Bloomberg, China, penyumbang terbesar gas rumah kaca penyebab pemanasan iklim di dunia, berencana mengintegrasikan jaringan pembangkit listrik terbarukan berskala besarnya ke dalam pabrik, pusat data, dan transportasi melalui rencana baru yang memaparkan lebih detail strategi pengurangan emisinya hingga tahun 2030.
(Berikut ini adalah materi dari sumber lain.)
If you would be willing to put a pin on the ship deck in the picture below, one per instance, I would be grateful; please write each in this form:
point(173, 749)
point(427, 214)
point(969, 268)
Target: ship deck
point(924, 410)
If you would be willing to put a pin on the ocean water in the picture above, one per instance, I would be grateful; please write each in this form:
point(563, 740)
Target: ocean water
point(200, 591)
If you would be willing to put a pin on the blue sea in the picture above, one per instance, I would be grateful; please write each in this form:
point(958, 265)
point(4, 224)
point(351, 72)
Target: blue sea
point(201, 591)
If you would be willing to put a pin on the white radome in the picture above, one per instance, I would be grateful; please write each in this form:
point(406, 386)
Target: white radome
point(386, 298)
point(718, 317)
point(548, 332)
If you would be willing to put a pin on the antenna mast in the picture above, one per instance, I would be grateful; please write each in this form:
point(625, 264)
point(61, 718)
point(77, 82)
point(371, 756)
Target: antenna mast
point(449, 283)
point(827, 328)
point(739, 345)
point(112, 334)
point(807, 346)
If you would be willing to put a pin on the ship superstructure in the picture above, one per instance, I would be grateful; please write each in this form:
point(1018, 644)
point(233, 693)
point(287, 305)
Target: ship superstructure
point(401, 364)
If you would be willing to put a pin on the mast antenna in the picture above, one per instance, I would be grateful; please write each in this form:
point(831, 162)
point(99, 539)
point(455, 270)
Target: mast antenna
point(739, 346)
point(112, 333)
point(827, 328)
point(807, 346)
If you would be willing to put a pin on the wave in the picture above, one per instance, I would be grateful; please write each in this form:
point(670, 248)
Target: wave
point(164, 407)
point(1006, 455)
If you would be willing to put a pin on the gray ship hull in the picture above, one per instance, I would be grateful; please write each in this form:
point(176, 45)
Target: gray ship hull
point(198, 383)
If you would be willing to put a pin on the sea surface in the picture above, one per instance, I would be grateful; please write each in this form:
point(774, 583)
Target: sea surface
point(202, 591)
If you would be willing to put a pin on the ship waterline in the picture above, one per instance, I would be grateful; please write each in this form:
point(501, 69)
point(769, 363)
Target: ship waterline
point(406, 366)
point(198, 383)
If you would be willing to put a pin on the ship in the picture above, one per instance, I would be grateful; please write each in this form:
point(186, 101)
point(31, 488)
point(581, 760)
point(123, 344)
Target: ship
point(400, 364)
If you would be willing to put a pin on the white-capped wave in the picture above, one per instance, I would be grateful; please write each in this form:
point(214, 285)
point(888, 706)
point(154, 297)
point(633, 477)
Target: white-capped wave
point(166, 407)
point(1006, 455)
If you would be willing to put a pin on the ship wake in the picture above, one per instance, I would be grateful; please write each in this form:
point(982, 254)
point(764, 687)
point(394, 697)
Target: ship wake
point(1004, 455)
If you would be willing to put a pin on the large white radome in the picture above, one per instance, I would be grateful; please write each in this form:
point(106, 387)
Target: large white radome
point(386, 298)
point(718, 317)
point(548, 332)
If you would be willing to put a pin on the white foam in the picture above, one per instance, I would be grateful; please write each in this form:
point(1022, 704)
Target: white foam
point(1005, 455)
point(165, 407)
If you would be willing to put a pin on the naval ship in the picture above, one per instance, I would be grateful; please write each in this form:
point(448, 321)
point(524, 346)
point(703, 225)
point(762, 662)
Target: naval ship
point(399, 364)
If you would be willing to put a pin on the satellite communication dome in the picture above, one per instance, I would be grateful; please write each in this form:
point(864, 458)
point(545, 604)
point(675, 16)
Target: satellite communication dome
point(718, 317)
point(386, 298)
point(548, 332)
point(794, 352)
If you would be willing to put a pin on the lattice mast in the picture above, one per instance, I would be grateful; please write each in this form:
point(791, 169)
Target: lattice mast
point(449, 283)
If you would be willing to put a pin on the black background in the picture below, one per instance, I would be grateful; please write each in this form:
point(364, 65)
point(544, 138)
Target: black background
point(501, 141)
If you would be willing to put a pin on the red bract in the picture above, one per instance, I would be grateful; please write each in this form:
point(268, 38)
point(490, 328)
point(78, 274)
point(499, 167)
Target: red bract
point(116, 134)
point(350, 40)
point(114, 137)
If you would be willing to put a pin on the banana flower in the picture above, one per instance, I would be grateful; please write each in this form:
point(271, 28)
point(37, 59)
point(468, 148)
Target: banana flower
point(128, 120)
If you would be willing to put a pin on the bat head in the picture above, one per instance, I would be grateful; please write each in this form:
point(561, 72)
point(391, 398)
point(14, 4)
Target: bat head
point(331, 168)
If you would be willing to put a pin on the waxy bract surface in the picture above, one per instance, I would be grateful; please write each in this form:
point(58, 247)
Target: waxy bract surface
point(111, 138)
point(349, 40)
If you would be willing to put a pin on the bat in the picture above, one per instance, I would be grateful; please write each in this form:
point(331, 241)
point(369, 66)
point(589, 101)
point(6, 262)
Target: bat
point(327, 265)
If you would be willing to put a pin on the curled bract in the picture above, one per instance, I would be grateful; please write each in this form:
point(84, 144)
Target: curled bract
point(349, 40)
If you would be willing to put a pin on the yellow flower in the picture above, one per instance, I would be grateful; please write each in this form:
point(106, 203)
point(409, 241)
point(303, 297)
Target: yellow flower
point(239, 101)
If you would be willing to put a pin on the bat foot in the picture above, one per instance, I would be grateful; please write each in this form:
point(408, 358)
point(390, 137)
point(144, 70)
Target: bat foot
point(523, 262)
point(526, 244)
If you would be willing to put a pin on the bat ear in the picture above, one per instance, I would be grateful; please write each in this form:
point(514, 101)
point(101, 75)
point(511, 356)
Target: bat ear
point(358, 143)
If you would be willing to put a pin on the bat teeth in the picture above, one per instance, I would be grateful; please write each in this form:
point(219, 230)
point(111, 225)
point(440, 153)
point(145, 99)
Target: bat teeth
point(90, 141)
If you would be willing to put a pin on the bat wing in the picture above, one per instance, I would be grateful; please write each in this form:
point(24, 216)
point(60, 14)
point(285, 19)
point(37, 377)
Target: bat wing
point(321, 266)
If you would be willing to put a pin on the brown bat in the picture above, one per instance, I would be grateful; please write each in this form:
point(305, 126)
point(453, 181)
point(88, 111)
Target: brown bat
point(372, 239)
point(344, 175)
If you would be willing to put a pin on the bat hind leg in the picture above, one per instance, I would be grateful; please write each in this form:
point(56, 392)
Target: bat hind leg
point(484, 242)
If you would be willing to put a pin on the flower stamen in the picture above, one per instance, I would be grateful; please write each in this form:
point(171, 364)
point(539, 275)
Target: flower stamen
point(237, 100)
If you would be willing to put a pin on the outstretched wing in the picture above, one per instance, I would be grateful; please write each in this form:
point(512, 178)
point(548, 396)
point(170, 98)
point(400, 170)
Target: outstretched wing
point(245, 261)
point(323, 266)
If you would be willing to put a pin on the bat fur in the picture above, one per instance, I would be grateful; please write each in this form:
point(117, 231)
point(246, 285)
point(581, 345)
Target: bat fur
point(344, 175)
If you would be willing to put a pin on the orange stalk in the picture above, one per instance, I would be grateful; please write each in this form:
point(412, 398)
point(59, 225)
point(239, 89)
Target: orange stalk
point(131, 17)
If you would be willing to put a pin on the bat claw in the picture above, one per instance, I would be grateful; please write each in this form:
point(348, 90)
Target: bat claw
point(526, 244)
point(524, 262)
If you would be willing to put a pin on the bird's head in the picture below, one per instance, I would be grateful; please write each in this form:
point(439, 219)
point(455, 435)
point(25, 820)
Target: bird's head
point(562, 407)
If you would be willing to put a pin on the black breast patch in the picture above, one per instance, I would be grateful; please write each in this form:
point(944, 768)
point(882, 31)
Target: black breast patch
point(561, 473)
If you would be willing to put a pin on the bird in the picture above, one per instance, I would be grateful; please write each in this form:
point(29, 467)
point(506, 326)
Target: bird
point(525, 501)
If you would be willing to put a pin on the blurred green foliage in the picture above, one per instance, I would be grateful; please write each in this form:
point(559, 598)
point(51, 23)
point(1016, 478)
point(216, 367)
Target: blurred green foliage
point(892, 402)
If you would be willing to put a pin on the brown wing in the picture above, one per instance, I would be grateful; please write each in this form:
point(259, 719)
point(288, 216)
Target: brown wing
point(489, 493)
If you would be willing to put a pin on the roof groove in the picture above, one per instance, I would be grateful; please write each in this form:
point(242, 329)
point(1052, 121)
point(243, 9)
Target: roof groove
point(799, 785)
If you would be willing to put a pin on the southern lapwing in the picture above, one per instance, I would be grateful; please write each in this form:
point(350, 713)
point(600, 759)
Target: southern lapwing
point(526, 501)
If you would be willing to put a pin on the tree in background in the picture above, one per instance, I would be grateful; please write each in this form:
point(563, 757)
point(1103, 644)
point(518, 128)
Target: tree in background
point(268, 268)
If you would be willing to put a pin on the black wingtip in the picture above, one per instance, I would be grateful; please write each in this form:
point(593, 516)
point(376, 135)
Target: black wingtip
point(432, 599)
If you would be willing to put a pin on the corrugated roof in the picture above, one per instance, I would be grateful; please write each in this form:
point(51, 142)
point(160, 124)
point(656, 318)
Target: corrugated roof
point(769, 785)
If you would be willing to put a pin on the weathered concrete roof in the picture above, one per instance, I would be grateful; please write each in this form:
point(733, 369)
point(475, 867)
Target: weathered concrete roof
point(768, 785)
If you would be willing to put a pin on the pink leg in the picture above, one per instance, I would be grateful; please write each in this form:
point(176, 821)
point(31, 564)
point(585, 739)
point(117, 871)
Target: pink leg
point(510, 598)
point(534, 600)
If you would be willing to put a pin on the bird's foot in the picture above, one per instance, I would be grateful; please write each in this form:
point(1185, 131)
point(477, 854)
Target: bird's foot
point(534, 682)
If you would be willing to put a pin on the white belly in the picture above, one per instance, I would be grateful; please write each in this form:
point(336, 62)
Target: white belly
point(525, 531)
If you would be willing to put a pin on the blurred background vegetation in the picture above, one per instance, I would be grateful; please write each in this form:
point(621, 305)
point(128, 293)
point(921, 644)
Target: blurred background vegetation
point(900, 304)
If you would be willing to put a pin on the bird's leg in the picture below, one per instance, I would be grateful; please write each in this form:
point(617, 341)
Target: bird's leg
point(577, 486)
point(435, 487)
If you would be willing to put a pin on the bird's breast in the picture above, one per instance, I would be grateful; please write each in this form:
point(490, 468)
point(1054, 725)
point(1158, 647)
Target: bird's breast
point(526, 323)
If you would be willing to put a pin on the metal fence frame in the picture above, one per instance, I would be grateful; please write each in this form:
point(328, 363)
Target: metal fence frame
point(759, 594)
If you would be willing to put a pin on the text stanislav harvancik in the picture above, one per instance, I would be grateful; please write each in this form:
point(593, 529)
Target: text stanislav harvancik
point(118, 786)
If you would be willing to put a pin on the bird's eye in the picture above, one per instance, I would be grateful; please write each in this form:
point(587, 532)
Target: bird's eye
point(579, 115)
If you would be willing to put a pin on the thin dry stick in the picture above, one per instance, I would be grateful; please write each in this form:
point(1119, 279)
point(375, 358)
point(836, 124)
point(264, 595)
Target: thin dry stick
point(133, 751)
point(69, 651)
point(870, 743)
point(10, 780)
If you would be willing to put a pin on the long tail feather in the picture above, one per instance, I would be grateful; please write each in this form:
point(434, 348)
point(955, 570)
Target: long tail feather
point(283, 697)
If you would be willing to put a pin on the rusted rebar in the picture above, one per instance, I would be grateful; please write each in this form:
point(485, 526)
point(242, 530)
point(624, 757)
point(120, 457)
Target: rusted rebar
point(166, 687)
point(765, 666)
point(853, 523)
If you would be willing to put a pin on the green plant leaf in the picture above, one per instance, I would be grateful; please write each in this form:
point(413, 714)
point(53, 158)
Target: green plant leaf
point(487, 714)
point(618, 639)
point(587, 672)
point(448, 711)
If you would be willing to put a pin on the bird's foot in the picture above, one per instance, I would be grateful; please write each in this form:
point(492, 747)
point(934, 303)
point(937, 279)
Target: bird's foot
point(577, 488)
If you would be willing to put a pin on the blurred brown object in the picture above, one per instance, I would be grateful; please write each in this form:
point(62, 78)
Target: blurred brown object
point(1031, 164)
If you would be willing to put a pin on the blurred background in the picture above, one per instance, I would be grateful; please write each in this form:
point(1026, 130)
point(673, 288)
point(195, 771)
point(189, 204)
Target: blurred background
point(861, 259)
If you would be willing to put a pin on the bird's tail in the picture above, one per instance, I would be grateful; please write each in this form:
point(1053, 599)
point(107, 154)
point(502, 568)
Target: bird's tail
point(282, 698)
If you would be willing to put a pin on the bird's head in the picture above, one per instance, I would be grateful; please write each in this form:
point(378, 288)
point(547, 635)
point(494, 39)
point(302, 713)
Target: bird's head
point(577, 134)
Rencana iklim lima tahunan ini, yang diterbitkan pada Kamis setelah arah umum dikonfirmasi pada pertemuan politik tahunan negara tersebut pada Maret, menandakan bahwa negara ini beralih dari era hanya fokus membangun kapasitas energi bersih menuju era yang lebih fokus memastikan energi tersebut digunakan melalui penyimpanan, transmisi, elektrifikasi, hidrogen hijau, serta kawasan industri dan pusat data rendah karbon.

Tiga negara penghasil polusi terbesar menyumbang hampir setengah dari total global. (Bloomberg)

Detail dari rencana tersebut sebagian besar sejalan dengan pendekatan China yang sudah ada, yaitu menetapkan target yang relatif longgar dan merencanakan pertumbuhan teknologi bersih untuk mendorong penurunan emisi.

Hal ini kemungkinan akan mengecewakan para pendukung aksi iklim yang lebih cepat. Target iklim intinya sama dengan yang diterbitkan China dalam rencana lima tahunnya yang lebih luas pada Maret.